The U.S. Department of Interior, Environmental Protection Agency and the Department of Energy announced Friday they had agreed to work together on shared goals for NGS, the coal-fired power plant just east of Page.
The federal agencies said they would work together to find “clean, affordable and reliable power, affordable and sustainable water supplies and sustainable economic development, while maintaining negative impacts on those who currently obtain significant benefits from NGS, including tribal nations.”
EPA has been expected to announce recommendations for Best Available Retrofit Technology that could cost plant owners $1.1 billion in emissions improvements. NGS, a 2,250-megawatt giant, has been blamed for 4 to 5 percent of haze over the Grand Canyon.
“SRP appreciates that the three agencies recognize the importance of NGS and is encouraged that they appear to be working together to ensure that critical decisions such as the upcoming EPA Best Available Retrofit Technology proposal do not adversely impact the many stakeholders that rely on NGS,” said Scott Harelson, a spokesman for the Valley-based utilities network.
SRP, the plant’s second-largest owner at 21.7 percent, and other owners have suggested they could close the plant if new emission controls prove too expensive. A 50-year lease with the Navajo Nation expires in 2019. The plant also provides more than 90 percent of the energy to pump Central Arizona Project water from the Colorado River southward.
“It’s at least promising,” Page Mayor Bill Diak said of the federal agencies’ announcement. But Diak, who said last year he was seeking a light at the end of the tunnel for NGS, found the release to be vague.
“I’m trying to make sense of it,” Diak said Sunday. “It says something about working together, but it doesn’t say ‘Working together doing what?’”
The plant directly employs about 540 people, more than 85 percent of them Navajo. The Kayenta Mine that supplies NGS employs more than 400 people.
Other plant owners are the U.S. Bureau of Reclamation (24.3 percent), Los Angeles Department of Water and Power (21.2), Arizona Public Service Co. (14), Nevada Energy (11.3) and Tucson Electric Power (7.5).
The Sierra Club claims NGS is “Arizona’s largest single source of climate-changing pollution.” The environmental group wants the plant to transition from coal.

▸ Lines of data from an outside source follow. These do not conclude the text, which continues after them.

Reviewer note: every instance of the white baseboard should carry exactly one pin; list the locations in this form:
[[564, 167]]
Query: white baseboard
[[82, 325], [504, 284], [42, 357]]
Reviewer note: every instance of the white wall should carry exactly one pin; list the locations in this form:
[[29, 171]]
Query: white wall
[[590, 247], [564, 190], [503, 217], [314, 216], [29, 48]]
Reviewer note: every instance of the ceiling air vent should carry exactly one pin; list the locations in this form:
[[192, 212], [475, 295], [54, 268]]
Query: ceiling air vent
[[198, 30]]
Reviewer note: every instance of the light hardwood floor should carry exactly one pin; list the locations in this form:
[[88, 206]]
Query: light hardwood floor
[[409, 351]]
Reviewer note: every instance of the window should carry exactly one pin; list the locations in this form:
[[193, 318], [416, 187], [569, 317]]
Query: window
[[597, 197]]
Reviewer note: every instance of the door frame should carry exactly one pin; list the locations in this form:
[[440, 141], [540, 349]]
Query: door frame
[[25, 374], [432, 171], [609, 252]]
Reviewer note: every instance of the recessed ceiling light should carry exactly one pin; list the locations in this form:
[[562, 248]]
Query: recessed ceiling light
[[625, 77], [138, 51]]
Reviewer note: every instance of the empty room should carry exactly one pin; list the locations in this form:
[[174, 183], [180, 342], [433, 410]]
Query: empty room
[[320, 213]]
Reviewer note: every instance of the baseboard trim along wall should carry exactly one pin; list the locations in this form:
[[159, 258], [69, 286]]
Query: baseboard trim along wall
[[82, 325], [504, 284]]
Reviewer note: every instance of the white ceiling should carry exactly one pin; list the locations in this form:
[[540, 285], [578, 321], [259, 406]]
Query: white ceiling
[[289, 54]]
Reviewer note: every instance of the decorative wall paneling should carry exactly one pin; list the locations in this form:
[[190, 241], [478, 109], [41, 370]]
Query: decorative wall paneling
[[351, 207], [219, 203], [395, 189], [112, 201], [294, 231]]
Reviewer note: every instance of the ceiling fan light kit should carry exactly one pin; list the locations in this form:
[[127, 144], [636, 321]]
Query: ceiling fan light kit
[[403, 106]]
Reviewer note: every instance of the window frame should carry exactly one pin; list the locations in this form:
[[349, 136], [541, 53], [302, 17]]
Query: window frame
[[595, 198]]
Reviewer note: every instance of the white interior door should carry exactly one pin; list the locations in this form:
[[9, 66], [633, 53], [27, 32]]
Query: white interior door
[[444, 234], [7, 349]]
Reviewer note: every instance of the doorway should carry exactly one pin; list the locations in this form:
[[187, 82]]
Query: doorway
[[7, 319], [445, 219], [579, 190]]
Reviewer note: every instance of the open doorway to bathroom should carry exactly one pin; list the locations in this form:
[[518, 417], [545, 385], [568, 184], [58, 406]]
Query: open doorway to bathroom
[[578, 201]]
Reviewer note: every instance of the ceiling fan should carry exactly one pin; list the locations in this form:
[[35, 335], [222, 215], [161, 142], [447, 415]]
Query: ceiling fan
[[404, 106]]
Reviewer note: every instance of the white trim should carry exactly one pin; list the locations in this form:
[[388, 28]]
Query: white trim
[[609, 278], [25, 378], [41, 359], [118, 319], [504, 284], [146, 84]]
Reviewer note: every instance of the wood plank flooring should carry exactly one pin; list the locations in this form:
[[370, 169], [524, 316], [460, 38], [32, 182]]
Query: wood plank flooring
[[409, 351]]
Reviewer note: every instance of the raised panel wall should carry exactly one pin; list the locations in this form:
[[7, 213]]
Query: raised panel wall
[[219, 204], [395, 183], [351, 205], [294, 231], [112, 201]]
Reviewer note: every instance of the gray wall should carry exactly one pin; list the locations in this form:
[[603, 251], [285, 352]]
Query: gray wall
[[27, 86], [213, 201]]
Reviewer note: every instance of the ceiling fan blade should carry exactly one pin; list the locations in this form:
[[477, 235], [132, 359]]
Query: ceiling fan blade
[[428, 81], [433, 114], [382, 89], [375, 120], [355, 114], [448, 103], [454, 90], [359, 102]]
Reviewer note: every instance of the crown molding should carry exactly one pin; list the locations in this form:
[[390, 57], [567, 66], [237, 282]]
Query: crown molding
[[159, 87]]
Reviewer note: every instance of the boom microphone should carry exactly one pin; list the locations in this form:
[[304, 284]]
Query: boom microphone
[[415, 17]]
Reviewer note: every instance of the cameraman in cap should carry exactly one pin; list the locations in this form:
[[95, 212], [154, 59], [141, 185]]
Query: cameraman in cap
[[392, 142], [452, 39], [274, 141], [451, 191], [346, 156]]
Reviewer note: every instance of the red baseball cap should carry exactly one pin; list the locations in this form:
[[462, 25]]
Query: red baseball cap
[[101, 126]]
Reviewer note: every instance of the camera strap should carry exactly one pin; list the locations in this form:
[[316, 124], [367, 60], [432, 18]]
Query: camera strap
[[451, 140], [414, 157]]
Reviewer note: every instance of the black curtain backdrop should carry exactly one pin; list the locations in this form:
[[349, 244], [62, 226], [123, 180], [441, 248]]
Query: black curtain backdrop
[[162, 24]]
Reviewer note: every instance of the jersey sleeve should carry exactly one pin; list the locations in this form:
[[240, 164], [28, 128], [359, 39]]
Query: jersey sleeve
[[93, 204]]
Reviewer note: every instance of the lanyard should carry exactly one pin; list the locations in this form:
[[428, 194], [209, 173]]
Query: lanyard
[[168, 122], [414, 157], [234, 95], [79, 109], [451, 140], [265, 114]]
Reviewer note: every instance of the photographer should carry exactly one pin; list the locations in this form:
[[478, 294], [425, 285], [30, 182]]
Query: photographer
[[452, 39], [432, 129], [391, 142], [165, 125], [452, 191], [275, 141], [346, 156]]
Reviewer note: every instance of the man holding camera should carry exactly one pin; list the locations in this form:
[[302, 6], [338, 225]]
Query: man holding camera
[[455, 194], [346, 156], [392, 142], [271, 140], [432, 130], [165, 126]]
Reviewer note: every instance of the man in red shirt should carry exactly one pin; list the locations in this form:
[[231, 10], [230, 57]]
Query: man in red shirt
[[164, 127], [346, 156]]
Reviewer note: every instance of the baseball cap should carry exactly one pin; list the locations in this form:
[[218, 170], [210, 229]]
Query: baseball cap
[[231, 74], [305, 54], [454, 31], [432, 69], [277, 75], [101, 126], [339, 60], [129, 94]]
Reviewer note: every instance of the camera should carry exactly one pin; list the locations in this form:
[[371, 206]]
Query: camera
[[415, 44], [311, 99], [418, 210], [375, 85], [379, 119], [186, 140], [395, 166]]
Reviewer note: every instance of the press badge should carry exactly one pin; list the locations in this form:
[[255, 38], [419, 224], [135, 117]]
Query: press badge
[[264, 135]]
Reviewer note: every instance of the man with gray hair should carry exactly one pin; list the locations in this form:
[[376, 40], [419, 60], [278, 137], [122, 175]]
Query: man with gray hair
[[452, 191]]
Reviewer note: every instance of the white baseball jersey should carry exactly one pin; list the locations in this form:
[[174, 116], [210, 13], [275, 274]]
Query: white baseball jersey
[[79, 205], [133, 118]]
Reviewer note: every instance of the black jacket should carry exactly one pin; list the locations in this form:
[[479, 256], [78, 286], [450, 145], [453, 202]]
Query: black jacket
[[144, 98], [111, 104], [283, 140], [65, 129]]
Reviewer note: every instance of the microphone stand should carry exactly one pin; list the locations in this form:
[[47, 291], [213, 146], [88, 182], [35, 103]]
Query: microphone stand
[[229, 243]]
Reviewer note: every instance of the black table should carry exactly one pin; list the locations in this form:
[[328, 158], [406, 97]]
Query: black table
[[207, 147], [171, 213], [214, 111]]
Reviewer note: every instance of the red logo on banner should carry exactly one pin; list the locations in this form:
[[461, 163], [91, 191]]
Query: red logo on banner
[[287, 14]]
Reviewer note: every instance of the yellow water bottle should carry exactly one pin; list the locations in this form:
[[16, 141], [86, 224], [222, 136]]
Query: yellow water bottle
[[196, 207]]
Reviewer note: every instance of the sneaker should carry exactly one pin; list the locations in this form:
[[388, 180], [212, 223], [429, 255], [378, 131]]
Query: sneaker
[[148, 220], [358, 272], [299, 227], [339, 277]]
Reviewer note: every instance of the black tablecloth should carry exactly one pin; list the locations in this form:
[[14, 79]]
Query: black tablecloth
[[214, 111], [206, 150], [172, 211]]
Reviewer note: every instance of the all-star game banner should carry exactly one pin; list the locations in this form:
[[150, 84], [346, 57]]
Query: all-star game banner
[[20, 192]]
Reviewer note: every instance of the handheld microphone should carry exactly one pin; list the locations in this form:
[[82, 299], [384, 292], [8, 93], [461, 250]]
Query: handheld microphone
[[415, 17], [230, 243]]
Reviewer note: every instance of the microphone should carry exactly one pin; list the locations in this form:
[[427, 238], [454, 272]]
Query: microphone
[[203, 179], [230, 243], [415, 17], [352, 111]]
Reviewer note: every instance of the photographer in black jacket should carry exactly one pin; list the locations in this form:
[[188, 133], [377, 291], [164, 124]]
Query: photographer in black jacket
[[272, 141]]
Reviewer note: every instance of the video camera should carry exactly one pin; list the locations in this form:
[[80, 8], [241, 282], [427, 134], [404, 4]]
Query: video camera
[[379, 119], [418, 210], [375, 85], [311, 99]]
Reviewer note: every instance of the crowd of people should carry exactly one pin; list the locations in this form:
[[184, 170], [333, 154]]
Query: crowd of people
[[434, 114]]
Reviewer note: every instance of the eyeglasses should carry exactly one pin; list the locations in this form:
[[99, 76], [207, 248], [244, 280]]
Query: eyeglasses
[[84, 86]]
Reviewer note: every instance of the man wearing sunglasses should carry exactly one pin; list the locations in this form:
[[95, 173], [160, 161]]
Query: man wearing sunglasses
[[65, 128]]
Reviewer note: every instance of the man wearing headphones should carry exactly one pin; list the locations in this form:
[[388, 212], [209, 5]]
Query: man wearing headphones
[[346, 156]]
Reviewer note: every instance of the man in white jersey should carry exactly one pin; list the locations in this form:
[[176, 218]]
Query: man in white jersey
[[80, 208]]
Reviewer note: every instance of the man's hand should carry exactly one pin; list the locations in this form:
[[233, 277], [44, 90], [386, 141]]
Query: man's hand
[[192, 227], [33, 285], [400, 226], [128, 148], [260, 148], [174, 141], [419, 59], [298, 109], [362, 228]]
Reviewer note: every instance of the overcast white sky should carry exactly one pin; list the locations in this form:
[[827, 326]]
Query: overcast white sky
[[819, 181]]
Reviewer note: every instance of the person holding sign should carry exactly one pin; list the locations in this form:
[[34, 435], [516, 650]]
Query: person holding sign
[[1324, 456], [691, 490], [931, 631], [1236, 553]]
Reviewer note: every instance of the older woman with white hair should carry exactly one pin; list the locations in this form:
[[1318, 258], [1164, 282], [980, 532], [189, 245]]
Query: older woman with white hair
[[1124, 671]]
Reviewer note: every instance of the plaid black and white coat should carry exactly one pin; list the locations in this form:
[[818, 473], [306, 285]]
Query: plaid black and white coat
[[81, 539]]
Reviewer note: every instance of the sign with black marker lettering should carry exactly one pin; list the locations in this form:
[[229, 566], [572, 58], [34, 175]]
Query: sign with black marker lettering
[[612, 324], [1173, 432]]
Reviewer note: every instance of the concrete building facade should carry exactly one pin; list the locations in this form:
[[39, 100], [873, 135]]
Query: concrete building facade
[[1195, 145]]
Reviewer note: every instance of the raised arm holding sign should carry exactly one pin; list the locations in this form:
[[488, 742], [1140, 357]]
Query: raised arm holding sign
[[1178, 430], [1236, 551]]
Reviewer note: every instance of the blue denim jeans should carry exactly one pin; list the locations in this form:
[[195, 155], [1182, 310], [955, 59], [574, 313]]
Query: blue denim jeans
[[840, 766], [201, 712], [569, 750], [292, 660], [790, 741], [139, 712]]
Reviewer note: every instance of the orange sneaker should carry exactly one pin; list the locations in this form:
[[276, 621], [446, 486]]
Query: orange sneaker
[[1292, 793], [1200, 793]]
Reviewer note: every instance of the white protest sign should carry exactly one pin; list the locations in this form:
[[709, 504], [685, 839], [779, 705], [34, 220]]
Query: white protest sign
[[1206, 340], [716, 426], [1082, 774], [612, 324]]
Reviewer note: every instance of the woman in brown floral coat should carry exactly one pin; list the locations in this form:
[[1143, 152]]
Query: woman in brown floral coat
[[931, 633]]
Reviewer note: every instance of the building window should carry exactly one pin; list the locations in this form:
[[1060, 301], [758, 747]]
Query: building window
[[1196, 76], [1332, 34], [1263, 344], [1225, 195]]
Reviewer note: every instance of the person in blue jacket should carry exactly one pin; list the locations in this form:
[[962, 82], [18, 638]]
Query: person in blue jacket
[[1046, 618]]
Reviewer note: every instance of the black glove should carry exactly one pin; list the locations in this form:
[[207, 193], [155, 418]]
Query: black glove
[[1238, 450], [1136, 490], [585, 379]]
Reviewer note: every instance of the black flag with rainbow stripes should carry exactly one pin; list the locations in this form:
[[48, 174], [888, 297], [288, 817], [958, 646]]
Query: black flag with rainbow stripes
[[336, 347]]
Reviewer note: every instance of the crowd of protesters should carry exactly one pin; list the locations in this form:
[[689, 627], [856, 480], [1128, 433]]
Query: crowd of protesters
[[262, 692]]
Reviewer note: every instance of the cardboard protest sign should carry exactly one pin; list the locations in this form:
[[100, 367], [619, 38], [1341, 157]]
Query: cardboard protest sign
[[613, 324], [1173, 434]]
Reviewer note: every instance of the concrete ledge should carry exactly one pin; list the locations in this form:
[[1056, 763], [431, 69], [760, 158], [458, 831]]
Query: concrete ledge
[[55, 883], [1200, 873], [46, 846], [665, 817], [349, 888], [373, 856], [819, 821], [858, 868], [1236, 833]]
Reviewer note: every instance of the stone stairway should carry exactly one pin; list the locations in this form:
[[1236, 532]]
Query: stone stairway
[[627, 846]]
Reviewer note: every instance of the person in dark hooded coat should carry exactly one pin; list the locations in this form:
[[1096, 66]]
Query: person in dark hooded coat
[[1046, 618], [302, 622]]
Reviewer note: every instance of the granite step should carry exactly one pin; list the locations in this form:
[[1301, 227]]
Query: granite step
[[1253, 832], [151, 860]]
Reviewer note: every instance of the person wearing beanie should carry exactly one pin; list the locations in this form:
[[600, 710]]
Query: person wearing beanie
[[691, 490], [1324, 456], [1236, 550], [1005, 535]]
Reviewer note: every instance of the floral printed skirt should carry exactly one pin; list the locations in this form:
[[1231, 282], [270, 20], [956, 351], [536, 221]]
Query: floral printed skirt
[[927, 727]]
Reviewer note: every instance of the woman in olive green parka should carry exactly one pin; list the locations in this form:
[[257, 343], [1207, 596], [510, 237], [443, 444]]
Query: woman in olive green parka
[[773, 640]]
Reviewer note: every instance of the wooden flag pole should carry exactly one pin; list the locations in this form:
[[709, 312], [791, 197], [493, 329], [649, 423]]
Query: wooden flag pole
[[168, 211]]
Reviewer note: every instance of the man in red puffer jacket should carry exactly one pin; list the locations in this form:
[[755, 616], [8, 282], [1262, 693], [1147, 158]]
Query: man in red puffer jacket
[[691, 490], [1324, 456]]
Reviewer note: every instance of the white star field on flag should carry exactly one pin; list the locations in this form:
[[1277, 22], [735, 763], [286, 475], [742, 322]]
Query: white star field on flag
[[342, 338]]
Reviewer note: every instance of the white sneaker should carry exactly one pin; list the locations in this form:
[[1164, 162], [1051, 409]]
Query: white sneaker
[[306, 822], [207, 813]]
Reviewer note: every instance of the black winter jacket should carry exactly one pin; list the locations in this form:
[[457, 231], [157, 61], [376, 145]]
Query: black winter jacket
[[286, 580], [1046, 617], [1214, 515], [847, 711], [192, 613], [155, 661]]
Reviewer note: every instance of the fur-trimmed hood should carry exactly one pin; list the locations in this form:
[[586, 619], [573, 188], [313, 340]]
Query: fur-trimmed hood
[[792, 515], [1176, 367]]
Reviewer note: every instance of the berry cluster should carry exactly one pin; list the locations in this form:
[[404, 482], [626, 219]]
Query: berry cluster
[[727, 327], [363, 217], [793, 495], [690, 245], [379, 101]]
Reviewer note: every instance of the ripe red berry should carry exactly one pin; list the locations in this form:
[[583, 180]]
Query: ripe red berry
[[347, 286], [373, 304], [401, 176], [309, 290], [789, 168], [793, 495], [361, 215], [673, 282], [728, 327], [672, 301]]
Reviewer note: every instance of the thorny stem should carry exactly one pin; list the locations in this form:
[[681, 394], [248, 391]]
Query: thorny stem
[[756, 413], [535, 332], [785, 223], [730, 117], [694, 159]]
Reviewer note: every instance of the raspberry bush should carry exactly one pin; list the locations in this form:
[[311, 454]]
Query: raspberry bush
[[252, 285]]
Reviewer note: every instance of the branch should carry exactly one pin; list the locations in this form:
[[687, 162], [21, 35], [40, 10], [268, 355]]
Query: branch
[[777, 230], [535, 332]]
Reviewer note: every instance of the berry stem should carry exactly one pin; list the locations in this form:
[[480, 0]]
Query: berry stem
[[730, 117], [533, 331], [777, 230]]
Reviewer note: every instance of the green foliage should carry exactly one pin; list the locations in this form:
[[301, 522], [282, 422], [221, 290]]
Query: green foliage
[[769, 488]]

NGS and its owners have spent $465 million to reduce emissions of sulfur dioxide and nitrous oxide in the past 15 years.
A proposed ruling by EPA has been expected since summer 2011. In November, the agency did announce recommendations for three other Arizona coal-fired plants to spend $500 million on emissions controls to reduce haze over the Grand Canyon and other Class 1 federal sites.